Das Spülwasser plätscherte, Richard schlich mit ein paar Keksen im Matchsack in den Bauch des Dreimasters, wurde von der Tochter des Kapitäns auf der harten, vom Salz zerfressenen Decke zwischen den Fässern mit Eingepökeltem entdeckt und bald unter vielen heimlichen Küssen mit Neuigkeiten und noch mehr Keksen versorgt, ohne dass ihr Vater oder der Steuermann in seinem rohen Argwohn einen Verdacht schöpfte.
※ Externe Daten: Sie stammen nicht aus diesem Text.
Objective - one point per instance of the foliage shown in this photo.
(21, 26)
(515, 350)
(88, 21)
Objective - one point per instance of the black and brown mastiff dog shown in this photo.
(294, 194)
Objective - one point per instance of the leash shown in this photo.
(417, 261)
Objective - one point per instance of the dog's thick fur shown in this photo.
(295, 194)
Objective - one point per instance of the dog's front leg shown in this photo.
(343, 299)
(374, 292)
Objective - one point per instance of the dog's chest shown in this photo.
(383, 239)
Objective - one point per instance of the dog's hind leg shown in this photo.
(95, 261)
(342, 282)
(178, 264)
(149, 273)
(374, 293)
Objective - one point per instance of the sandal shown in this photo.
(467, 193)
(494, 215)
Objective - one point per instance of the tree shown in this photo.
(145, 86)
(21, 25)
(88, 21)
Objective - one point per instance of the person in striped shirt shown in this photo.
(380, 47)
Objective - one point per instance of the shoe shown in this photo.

Und wenn Richard müde vom Lesen die brennenden Lider zusammenkniff, stand, aufgetaucht aus dem abendlichen Gewühl in den Einkaufsstraßen, ein Gesicht vor ihm, auf dem der Schein der Neonschriften und Lichterketten zitterte, wach und fragend, auch verletzlich, so schien ihm, der Wunden nicht fürchtete und dennoch niemand verletzen wollte, schon gar nicht in diesen Sekunden, vor diesen Augen, die Jahre später dunkel glänzten, statt je zu Schlitzen sich zu verengen, wenn Mona vor sich hin lächelte.